The FINANCIAL –“The number of new companies has increased by 25% compared to the same period of last year,” said Kakha Kokhreidze, President CEO of the Georgian Chamber of Commerce and Industry, which is currently trying to assist individuals with starting up new businesses.
However, the tight rules on crediting offered by banks are hampering the development of new business projects, he believes.
“The state had created a corresponding environment for business,” Mr. Kokhreidze told The FINANCIAL. “Individuals are not afraid of starting up business, because there is no risk of illegal confiscation of property. But banks abstain from financing new, innovative projects and helping to make new businesses. Because of this problem the state plans to create co-financing funds, which would help people to get financed,” he added.
The interest rates of business loans offered by Georgian banks are higher compared to those in European countries. It’s about 11-16%. Some banks do not finance start-ups, especially when the new business has no background or does not have stable income.
The same problem related to high interest rates makes it impossible to start a new business for individuals with no financial resources.
“ProCredit Bank, like other banks, gives loans to entrepreneurs with a standard interest rate, but with some specifications. “It’s important that the client must have an existing business when searching for finances for a new start-up,” said Tea Lezhava, Marketing Specialist at ProCredit Bank Georgia.
ProCredit Bank, which is one of the leading banks focused on SMEs and agriculture, has seen a change in client behaviour since February as demand for long-term investment loans has been picking up again.
The small and medium-sized enterprises (SME) segment is one of the leading business segments of TBC Bank. The Bank has over 40,000 customers in this direction. The deposit portfolio of SME customers amounts to GEL 300 million and the credit portfolio – GEL 290 million. The credit portfolio of SME clients has increased by 30% and the deposit portfolio – by 40%, in comparison with the same period of last year.

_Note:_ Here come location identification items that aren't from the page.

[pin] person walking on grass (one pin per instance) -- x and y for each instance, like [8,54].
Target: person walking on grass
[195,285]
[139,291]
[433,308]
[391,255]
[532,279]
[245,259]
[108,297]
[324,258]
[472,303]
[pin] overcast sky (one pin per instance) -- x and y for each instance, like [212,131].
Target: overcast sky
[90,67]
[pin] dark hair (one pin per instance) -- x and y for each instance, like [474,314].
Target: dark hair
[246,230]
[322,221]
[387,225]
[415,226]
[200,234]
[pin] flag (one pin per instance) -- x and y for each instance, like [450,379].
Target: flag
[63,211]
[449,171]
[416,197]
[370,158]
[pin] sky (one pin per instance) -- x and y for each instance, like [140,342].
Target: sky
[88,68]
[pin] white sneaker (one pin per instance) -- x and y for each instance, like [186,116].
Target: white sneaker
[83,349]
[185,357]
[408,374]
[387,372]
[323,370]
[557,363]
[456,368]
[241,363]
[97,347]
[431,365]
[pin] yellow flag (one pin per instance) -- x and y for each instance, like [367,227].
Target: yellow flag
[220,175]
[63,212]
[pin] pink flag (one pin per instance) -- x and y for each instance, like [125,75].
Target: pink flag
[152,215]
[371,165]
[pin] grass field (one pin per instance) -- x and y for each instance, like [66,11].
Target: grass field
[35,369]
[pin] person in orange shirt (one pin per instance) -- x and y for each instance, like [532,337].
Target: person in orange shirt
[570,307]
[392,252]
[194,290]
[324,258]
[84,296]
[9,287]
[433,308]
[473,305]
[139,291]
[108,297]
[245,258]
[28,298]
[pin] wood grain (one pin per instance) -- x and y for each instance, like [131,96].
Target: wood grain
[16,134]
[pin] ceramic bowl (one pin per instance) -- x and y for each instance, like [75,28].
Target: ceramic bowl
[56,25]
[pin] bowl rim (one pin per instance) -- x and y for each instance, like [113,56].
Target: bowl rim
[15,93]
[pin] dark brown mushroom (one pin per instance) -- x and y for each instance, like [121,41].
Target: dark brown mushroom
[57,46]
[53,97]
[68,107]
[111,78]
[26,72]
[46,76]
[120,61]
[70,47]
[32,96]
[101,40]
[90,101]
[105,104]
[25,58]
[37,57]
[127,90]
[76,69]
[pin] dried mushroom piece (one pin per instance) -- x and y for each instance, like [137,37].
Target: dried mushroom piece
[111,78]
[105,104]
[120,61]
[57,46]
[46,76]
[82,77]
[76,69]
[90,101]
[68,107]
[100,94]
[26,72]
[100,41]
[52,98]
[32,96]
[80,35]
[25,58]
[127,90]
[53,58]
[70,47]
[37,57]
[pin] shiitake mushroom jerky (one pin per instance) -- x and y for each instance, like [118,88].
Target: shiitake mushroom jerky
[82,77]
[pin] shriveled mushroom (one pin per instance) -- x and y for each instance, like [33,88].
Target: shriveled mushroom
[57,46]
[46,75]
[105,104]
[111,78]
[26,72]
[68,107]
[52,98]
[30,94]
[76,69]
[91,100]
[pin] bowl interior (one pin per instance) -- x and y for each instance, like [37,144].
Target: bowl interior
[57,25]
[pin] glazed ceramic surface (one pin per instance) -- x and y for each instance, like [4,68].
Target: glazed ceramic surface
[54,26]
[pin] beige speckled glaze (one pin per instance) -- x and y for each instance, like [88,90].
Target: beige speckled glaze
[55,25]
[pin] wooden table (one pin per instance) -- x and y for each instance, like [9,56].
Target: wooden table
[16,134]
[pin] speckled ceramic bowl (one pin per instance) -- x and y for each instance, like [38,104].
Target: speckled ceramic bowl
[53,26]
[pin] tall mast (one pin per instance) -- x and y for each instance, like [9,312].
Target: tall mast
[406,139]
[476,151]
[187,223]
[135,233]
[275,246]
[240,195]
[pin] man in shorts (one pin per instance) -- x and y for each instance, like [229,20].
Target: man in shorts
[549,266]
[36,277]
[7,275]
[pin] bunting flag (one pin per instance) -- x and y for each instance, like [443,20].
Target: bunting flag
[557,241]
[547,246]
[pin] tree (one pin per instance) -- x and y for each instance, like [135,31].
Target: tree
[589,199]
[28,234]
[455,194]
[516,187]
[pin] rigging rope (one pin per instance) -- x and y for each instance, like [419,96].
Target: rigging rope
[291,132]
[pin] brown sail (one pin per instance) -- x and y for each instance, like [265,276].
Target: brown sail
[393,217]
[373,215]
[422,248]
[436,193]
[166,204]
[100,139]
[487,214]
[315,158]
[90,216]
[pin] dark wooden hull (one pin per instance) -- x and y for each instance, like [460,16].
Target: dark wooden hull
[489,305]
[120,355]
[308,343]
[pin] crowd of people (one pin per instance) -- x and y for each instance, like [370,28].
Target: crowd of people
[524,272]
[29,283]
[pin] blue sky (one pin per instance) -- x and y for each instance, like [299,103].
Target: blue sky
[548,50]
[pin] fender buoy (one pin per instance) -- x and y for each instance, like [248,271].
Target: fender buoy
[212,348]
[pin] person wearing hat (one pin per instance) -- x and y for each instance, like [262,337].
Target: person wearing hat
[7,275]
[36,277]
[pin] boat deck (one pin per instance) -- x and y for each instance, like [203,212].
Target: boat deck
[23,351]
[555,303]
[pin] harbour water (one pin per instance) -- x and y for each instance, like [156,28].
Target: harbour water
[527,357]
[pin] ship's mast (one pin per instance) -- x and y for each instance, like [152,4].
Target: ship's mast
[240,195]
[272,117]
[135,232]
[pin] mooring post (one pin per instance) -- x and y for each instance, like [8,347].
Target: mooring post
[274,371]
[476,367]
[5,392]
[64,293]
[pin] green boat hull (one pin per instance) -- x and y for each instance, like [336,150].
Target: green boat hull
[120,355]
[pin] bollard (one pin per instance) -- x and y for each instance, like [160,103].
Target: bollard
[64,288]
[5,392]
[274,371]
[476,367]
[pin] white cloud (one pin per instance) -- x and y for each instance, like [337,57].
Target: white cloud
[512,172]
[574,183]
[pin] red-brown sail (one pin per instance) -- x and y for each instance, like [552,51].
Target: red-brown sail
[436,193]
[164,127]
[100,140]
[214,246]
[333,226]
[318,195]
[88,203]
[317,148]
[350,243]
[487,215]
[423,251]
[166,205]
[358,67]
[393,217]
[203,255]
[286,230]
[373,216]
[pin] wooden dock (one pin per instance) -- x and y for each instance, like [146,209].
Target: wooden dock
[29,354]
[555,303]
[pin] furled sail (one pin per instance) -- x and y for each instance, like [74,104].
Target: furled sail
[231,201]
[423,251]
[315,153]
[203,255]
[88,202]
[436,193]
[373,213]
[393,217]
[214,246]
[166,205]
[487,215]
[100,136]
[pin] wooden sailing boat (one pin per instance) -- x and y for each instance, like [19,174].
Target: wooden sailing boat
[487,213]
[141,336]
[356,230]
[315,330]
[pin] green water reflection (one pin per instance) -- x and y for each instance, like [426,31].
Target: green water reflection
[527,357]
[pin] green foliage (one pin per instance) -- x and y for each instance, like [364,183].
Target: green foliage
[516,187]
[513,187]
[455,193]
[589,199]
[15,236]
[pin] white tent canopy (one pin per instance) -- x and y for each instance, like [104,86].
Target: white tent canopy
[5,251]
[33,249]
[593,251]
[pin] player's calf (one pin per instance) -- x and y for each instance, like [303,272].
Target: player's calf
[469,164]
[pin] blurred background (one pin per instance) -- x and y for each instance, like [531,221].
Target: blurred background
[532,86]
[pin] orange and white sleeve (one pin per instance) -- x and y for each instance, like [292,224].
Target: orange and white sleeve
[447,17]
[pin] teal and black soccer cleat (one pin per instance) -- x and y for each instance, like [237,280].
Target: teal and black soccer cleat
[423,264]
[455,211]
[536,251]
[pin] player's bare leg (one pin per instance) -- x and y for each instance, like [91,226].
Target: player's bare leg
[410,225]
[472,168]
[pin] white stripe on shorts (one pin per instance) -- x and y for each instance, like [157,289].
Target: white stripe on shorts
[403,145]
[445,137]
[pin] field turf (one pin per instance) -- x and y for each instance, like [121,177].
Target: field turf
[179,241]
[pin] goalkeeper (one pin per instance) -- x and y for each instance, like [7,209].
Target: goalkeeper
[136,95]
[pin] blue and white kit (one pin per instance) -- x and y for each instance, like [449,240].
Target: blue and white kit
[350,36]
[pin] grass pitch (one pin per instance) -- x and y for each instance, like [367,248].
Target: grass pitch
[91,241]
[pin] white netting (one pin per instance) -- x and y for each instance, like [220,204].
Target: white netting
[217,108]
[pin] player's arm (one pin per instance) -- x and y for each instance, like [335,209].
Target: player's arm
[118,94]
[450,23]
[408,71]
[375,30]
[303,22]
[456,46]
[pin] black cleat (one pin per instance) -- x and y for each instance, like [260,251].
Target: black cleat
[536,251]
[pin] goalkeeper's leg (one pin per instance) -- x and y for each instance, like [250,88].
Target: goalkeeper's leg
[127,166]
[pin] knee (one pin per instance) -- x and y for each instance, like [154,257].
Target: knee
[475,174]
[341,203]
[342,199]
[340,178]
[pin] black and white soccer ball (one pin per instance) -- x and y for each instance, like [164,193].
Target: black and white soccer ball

“One of the most important factors in SME financing is to have good access to money; to be able to borrow long or short-term money and therefore be able to develop the products. EBRD tries to do this which is why they have credit lines with their partner banks and microfinance organisations,” said Loretta Martikian, CSO liaison at EBRD.
“EBRD finances SMEs in two ways: direct financing and indirect financing,” said Martikian. “Direct financing is only for medium business, financed by EBRD, and indirect is for small business, also financed through local partner banks and microfinance institutions.”
One of the new successful businesses in Georgia, “Eco Farm”, provides farmers with vegetable seeds and then purchases the product from them and sells it on the market. They have many large clients.
“We started our business with our constituents’ capital. We didn’t use bank services to take out a loan because of the unfavourable terms of interest rates,” said Giorgi Beridze, the Director of Eco Farm. “There is a special loan for agronomic industries, but the bank requires a guarantee in the form of real estate.”